Meditation on Continuation
When a loved one dies, they disappear forever… or so we think. But no one we’ve ever loved disappears; they change form. Just because we can’t see them as we could before doesn’t mean they don’t exist.
Think about the wind. We can’t see it, yet it exists.
Tulips waving in the spring breeze. The summer wind rustles the summer trees. The autumn leaves, gold and brittle, let go of a brittle branch to spin softly to the ground on a soft and gentle autumn sigh. Snowflakes dancing on winter’s cold breath.
The wind that we cannot see touches you and touches me.
We search for a familiar face and find a flowing field of wildflowers swaying just beyond the forest. We listen for a voice and hear the creek bubbling and racing over smooth, ancient stones. We reach out for a hand and find the summer wind and midday touching our skin.
It is a quiet, tender longing; a belonging we can feel but cannot quite touch. Those we loved and who have left us behind have become the soft scent of the summer air after a dark and fearsome thunderstorm that has turned into a beautiful, glowing sunset. Still with us if only we take the time to open our souls and senses.

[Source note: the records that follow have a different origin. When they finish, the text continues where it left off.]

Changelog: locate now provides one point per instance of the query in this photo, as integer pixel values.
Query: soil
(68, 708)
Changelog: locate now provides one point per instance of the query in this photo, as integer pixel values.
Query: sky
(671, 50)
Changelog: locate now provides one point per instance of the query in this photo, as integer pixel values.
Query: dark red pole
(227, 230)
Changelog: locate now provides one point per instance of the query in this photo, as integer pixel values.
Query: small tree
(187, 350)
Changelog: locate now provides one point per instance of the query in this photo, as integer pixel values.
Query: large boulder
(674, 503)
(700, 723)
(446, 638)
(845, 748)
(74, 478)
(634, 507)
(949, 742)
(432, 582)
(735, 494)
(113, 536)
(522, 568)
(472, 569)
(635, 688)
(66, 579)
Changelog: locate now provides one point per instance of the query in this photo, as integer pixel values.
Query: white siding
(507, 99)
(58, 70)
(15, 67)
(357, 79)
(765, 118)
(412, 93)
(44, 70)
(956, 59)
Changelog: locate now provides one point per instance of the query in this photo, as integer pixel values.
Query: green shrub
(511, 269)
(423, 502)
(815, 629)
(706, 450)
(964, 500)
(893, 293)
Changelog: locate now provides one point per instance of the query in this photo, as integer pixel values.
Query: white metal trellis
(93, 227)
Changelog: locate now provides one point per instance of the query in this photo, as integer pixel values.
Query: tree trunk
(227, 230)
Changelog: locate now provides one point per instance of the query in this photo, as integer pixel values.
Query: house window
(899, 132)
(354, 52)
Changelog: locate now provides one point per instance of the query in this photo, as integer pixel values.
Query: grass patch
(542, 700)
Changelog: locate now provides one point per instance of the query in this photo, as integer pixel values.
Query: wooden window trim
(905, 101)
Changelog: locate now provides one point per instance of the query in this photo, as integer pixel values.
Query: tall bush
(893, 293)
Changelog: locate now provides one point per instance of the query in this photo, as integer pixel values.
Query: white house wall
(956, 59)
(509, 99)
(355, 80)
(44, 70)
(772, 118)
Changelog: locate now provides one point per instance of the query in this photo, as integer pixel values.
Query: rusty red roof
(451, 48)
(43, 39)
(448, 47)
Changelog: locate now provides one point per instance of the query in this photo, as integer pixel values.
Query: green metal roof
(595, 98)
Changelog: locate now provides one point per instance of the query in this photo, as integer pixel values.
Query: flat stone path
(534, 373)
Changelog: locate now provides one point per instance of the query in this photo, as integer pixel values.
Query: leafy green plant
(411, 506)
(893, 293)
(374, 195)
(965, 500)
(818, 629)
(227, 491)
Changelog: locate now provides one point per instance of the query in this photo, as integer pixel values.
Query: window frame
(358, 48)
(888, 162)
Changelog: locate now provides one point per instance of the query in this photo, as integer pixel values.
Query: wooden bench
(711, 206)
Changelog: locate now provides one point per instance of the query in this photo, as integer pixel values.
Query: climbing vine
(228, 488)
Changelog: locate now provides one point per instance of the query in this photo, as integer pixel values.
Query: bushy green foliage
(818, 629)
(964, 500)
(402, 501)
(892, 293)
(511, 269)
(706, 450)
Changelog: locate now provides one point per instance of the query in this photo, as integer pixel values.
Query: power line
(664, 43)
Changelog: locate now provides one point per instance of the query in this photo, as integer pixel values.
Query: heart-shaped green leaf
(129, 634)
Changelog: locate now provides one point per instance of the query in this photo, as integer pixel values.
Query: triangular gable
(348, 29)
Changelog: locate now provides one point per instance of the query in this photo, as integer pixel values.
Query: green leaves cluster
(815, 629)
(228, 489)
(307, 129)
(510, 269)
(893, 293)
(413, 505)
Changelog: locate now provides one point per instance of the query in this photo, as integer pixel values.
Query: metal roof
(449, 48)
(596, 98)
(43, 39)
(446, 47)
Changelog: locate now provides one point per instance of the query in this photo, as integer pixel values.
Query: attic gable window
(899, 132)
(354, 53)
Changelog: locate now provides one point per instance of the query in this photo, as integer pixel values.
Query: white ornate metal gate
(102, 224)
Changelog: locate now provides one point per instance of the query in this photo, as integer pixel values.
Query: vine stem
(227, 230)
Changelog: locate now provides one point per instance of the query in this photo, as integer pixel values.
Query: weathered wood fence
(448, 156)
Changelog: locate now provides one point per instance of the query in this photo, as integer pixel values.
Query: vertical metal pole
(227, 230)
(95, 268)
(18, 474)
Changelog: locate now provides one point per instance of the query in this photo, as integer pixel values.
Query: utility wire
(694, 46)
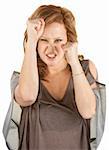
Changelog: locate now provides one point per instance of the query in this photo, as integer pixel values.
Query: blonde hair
(50, 14)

And so we must go on, borne on the wings of memories of those we have lost. We are the opus of their lives; always and forever in our hearts and thoughts. They were never really gone at all, and they are with us always. All we have to do to be with them again is recall a sanguine memory… or watch a golden leaf wafting slowly to the ground on a bright blue autumn day.
Birth and death are one
Pattern of repeating.
Always hand in hand,
Yet never really meeting.
Children light the candles
To the singing of the choir.
We all stand somewhere in between…
Birth and funeral pyre.

Thank you for that beautiful essay; it touched my heart.
What an absolutely beautiful essay, which I will copy to read again and again. I’m sure someone reading your newsletter today will find comfort in those words.
Thank you so much for sharing it with your grateful readers.